I have experienced most of the same struggles that have been expressed by others here. I teach a Writing Intensive class and about half of the students do not keep up with the writing assignments, which include reading responses and close-looking responses each week, as well as one short essay and one larger term project. I have experimented with including more of the writing assignments in-class, rather than as homework. I am hoping that the open pedagogy assignment I create in this seminar will provide intrinsic motivation for students and support them to respond to the assignment in their own voice.
Similar to both Katherine and Crystal, I also struggle a lot with students not completing work outside of the classroom in a timely manner. Since the pandemic, I have developed a greater sense of empathy for my students, and I try to communicate with them to better understand the reasons as to why they are not completing work. But when students do not do any reading outside of the classroom and wait until the end of the semester to complete all of the assignments at once, it severely hinders the learning potential of any class. I try to remind myself that my students are often in imperfect situations for academics and that their behavior is not a reflection upon me.

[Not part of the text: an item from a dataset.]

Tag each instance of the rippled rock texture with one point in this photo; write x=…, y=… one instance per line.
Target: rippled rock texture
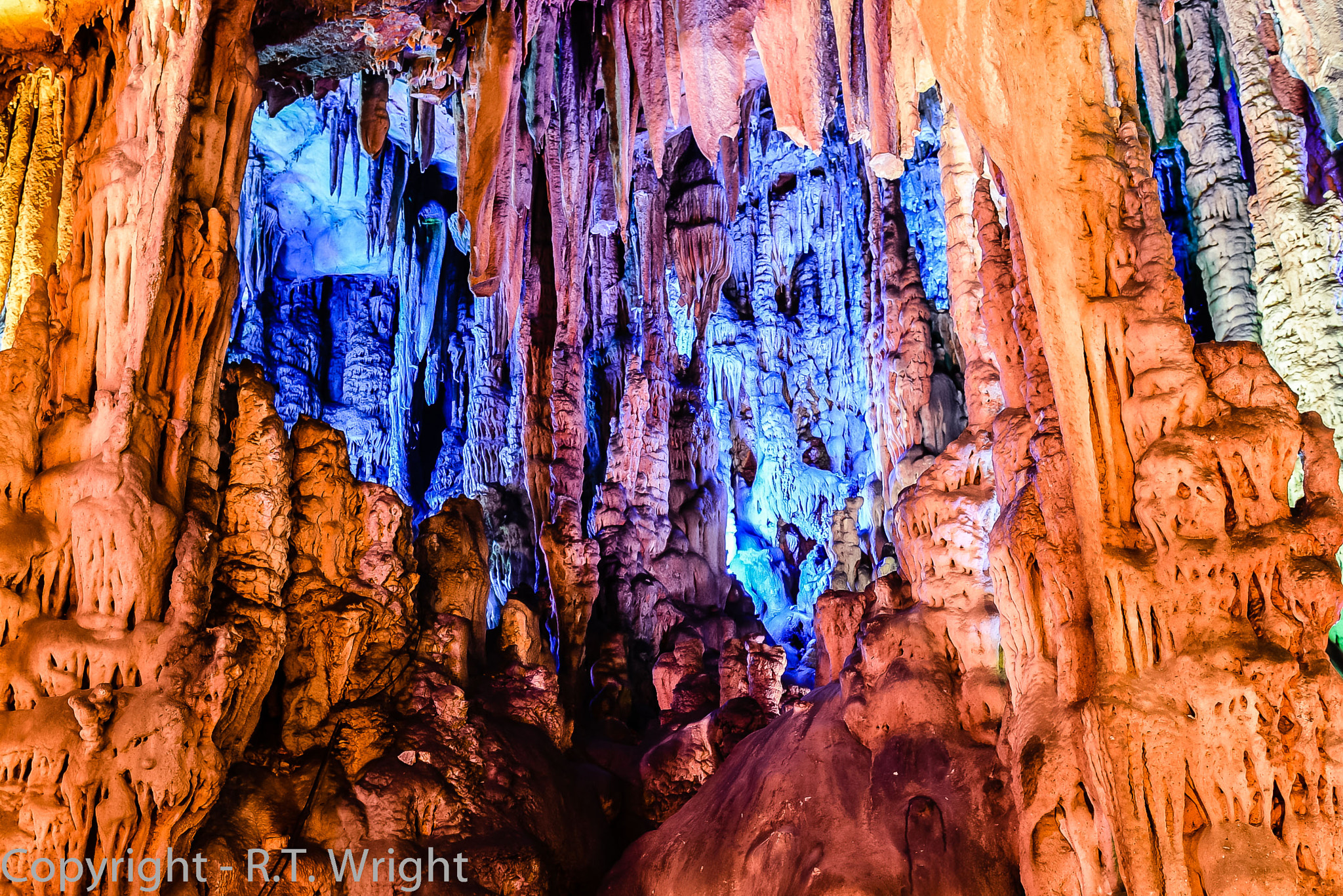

In addition, post pandemic the biggest struggle has been students no longer seeing attending class as necessary. This leads to a lot of students not understanding assignments and readings. It also is discouraging for me as an instructor who likes lively discussion to come to a classroom with only a handful of students present.

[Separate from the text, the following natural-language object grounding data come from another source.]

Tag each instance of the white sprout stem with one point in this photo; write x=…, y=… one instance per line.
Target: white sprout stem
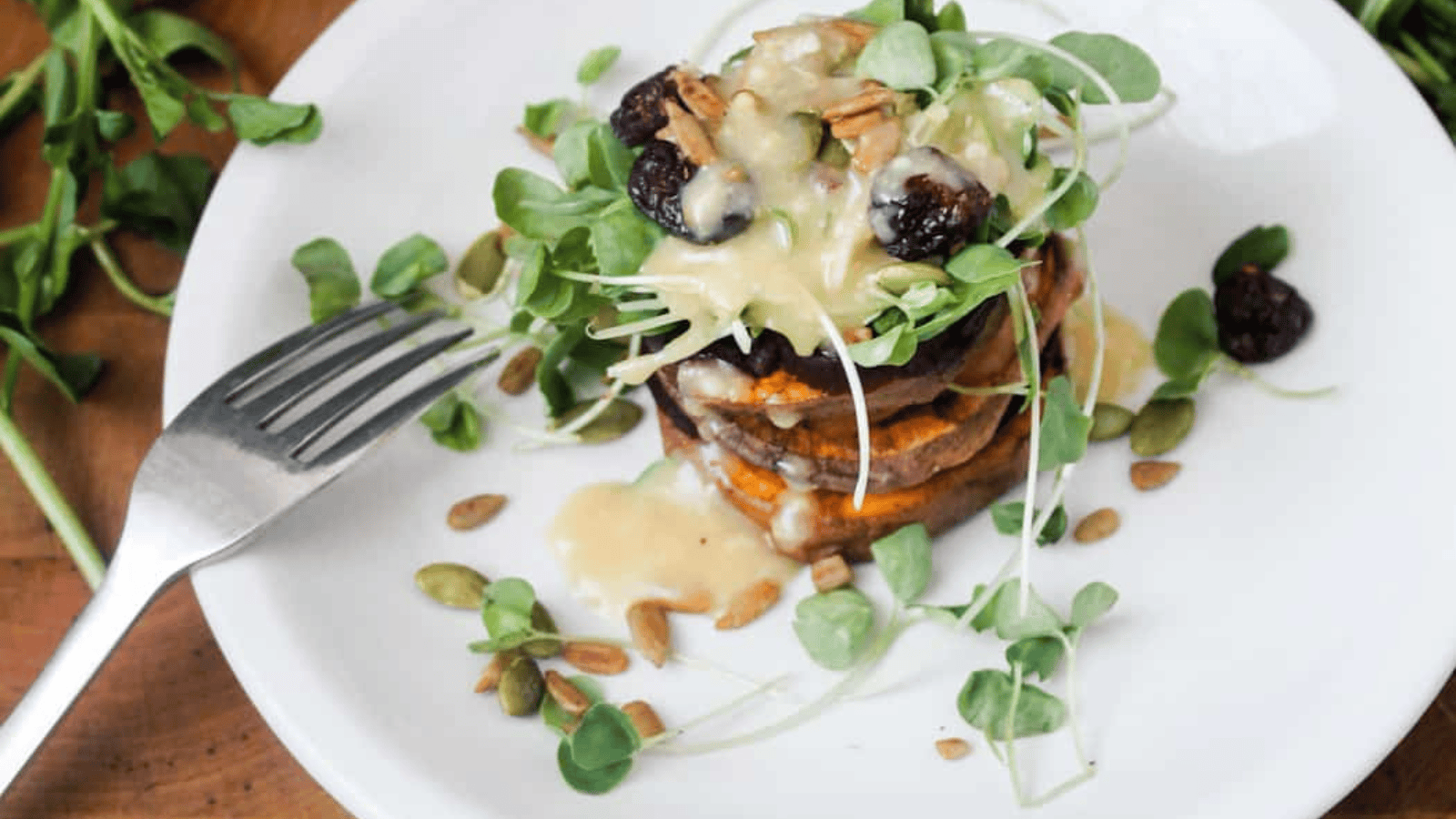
x=740, y=334
x=1028, y=336
x=841, y=690
x=660, y=743
x=1114, y=99
x=632, y=329
x=856, y=392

Adrienne—I agree! I like when you said: “…when students do not do any reading outside of the classroom and wait until the end of the semester to complete all of the assignments at once, it severely hinders the learning potential of any class.” I tell my students this all the time. I let them know how imperative it is to read and annotate on their own so that we can discuss the reading(s) in class. It does impact the learning experience in the classroom if students are not willing to read the assignment and complete any additional work. Waiting until the end is counterproductive.
As I mentioned in the other thread, my classes are very open with lots of fun and open conversations occurring. This can also lead to students forgetting that it’s still an academic class and that we do need to discuss material and complete the assignments we agree to. This can look like conversations that struggle to be redirected back toward the discussion of course material, skipping assignments for their “real classes” (a real statement I hear shockingly often), and occasional disengagement.

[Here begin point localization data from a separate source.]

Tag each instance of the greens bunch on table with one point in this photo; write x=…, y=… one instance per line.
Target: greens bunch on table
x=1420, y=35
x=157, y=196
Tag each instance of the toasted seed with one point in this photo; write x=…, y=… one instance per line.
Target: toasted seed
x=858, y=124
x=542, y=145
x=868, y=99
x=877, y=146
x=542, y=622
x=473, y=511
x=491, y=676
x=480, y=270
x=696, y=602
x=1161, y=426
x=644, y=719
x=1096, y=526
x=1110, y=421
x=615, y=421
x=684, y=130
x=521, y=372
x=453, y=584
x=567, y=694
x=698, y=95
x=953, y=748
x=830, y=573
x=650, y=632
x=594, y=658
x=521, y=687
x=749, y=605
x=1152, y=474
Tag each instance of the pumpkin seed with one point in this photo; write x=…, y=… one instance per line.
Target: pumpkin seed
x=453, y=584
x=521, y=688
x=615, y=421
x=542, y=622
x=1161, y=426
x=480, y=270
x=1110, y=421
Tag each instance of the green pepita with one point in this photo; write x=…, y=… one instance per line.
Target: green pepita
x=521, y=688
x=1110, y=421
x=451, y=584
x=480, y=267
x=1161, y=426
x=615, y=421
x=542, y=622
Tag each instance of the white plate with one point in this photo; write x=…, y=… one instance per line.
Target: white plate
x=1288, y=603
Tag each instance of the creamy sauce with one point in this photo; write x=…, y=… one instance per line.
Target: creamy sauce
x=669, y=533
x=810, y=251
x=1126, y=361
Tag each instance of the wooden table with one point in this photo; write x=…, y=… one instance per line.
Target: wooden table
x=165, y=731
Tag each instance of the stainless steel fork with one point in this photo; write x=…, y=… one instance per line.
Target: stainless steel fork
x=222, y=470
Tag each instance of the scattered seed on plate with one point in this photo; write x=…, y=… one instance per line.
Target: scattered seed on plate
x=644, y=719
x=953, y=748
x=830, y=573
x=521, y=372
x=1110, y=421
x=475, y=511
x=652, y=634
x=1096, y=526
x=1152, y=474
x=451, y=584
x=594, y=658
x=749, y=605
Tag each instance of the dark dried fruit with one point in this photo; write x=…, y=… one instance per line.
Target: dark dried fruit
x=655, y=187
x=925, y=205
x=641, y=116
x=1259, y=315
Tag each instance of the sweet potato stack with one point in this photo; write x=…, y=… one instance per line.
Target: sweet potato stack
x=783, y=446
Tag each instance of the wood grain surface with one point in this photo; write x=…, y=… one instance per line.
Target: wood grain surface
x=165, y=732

The struggle in my course are the added websites students have to pay in addition to their already expensive textbook for homework assignments mandated by the dept. The intended purpose is to cover the topics in the chapters that cannot be covered in class due to time constraints. Students are angered because they’re forced to pay an additional amount for homework assignments. This sets an immediate tone of disconnect from me as the instructor because my lectures and lecture exams are complete do not include much of their department mandated assignments. It’s confusing and unnecessary in my opinion.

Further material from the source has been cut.